Francesco Paolo Frontini (Catania, August 6, 1860 – Catania, July 26, 1939) was an Italian composer. He studied music with his father, composer Martino Frontini; he also studied the violin with Santi D'Amico, playing a concert with him at the town concert hall at the age of 13. At 15 his first composition, a Qui tollis, was played at the city cathedral, under the direction of Pietro Antonio Coppola. In 1875 Frontini matriculated at the Palermo Conservatory, where he studied with Pietro Platania; from there he passed to the conservatory in Naples, where he received his diploma in composition under the tuition of Lauro Rossi.

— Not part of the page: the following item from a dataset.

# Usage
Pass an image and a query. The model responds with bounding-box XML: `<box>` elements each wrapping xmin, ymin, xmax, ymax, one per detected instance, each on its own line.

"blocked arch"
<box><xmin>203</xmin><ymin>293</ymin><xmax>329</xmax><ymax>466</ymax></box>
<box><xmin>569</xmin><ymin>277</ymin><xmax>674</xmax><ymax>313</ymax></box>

Among his first substantial compositions was a funeral Mass in honor of Pietro Coppola. In 1881 came the premiere of a three-act melodrama, Nella; further operas followed, beginning with Sansone in 1882, Aleramo (based on the legend of Adelasia and Aleramo) in 1883, Fatalità in 1890, Malia (on a libretto of Luigi Capuana) in 1891, and Il Falconiere in 1899. At the same time his lyric poem Medio-Evo received favorable notice from Jules Massenet. He wrote music for the one-act play Vicolo delle belle by Saverio Fiducia, as well as for Antonino Russo Giusti's comedy U Spiridu, which was shown in 1920 at the communal theater under the direction of Gaetano Emanuel Calì. He also wrote a number of religious and secular choral compositions at this time. Frontini also wrote numerous songs, melodies, serenatas and romances; the most popular of these were his Serenata araba, Il piccolo montanaro, and a Triumphal March. In addition to his activities as a composer, he taught music and counterpoint at the Ospizio di Beneficenza.

One of Frontini's chief interests was popular music and song, and he compiled the first collection of Sicilian folk songs in Italy; fifty pieces from this collection were published by Casa Ricordi in 1882; a second collection, titled Natale siciliano, was published in 1893 by De Marchi of Milan.

Frontini died in the city of his birth in 1939.